Coding theory (Huffman coding)

Problem

Input: alphabet $\{1,\dots ,n\}$ and the frequencies $f_1,\dots ,f_n$ at which each letter occurs.

Output: a prefix-free (no two codes share the same code sequence) code made up of $c_1,c_2,\dots ,c_n$ corresponding to each character, where $c_i\in \{0,1{\}}^{\ast }$.

Solution space is given by the set of possible encodings $c_1,\dots ,c_n$ for the alphabet. We are trying to minimize the cost of the encoding by considering the different frequencies in the alphabet. This is captured by the following objective function:

$$f=\sum _{i=1}^n{f}_i\cdot |c_i|$$

Optimizing over binary trees

This is related to creating an Optimal static binary search tree.

Assume we have a coding for the alphabet. We can construct a binary tree where the left branch corresponds to a $0$ and the right branch corresponds to a $1$. Keep adding nodes for every digit. The coding is prefix-free, so the leaves of this tree correspond to unique characters in the alphabet.

Therefore, we can reframe the problem as such: given the frequencies of each character $f_1,\dots ,f_n$, we want to construct a binary tree such that we minimize the following objective function:

$$\sum _{i=1}^n{f}_i\cdot \text{depth}(i,T)$$

This is because the depth of a character $i$ in the tree corresponds to the length of the encoding for it. To optimize the tree, it should be “full,” meaning all internal nodes have 2 children (otherwise, we can replace the leaf with its parent and still have a prefix-free coding).
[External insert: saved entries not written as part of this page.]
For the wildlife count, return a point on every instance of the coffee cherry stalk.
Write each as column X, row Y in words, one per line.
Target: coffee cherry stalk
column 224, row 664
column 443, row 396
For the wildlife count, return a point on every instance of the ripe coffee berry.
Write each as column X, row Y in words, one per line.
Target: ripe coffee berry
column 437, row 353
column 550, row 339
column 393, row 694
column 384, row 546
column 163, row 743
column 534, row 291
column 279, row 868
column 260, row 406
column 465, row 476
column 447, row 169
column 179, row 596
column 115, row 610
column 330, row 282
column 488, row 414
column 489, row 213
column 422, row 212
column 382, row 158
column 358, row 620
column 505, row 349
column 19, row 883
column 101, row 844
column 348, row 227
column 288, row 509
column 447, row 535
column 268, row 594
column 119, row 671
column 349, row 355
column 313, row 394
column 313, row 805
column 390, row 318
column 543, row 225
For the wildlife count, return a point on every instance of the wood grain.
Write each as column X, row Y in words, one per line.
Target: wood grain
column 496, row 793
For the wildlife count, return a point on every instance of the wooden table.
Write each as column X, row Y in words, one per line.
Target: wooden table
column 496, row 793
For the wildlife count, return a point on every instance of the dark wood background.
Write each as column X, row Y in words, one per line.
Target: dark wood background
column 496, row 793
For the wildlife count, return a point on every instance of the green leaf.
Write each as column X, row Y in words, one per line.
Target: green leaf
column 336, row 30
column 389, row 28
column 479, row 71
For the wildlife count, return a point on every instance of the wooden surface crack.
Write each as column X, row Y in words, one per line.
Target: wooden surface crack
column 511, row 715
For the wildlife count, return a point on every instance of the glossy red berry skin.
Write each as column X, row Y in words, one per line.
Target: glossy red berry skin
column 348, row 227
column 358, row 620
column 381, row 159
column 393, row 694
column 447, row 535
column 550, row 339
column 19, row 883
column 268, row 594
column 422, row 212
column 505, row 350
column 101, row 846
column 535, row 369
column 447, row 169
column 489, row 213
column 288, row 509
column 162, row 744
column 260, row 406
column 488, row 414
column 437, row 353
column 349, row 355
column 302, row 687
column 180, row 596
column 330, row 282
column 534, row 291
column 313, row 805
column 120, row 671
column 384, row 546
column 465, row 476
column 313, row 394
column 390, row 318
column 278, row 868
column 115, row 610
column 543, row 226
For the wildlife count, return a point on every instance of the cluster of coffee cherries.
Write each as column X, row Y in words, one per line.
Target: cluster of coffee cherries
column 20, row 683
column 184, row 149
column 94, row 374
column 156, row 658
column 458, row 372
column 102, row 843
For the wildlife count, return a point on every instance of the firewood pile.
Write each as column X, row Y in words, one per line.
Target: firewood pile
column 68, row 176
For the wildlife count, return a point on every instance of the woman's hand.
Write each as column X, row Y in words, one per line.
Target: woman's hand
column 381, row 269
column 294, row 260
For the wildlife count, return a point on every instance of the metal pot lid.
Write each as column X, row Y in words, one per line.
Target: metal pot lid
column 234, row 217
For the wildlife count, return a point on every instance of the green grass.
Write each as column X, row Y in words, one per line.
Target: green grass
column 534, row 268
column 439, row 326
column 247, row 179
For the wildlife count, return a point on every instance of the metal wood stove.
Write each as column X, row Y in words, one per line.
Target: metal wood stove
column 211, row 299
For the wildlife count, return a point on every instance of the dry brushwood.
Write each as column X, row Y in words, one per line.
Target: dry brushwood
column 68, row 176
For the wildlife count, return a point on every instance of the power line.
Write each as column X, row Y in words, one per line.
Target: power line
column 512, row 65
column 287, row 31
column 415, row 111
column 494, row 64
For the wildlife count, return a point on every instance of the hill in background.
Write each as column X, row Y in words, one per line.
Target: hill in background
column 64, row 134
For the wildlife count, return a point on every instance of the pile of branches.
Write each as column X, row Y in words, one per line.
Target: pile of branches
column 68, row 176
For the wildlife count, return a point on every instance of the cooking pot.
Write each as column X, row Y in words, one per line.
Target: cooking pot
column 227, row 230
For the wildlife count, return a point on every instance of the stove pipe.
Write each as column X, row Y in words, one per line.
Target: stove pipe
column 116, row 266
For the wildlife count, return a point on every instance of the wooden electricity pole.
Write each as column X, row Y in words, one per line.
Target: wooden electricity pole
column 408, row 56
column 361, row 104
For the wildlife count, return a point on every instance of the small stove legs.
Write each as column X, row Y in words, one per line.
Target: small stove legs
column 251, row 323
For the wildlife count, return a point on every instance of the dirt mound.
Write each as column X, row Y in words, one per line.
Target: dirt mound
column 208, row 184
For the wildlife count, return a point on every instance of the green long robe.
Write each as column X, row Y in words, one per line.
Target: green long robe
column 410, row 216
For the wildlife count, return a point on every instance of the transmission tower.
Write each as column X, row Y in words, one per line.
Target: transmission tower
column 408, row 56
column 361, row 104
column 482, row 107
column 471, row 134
Two properties about the optimal solutions

Here, we break our proof of correctness down into two parts. We want to prove the following two facts:

1. Any full binary tree with $\ge 2$ leaves must have 2 leaves such that they are siblings of the same parent at the deepest level.
2. Suppose $\text{OPT}$ is a full binary tree that minimizes $f(\text{OPT})$. Then, there must exist a ${\text{OPT}}^{\prime }$ such that $f_n$ and $f_{n-1}$ (the frequencies of two characters) are the smallest and their corresponding leaves appear as siblings in the deepest node. Furthermore, $f(\text{OPT})=f({\text{OPT}}^{\prime })$.

Todo

I did not take notes for the proofs. Oops

We can construct a ${\text{OPT}}^{\prime }$ by swapping the two nodes at the deepest level with $n$ and $n-1$, which are guaranteed to exist by fact 1, thereby proving fact 2.

Narrowing the solution space

Proving these two facts allows us to restrict the solution space that our exchange argument needs to travel through to get from $\text{OPT}$ to $G$, our greedy solution.

In particular, let $K_1$ be the set of solutions that are full binary trees where the leaves $1,\dots ,n$ have characters $n,n-1$ as siblings in the deepest node. We will only need to look at these solutions, simplifying our argument.

Then we can reframe the optimization problem again: we want to output a full binary tree $T\in K_1$ that minimizes

$$f(T)=f_n\cdot \text{depth}(n,T)+f_{n-1}\cdot \text{depth}(n-1,T)+\cdots +f_1\cdot \text{depth}(1,T)$$

Algorithm

Note that $\pi (n-1)=\pi (n)$, where $\pi (n)$ is the parent of node $n$.

1. Set aside nodes $n$, $n-1$ where $f_n$ and $f_{n-1}$ have the smallest frequencies. Consider $\pi (n-1)$, which is the parent of the two nodes.
2. Calculate $f_{\pi (n,n-1)}=f_n+f_{n+1}$.
3. Recurse on the nodes $1,2,3,\dots ,n-2,\pi (n,n-1)$, as well as the frequencies $f_1,f_2,\dots ,f_{n-2},f_{\pi (n,n-1)}$.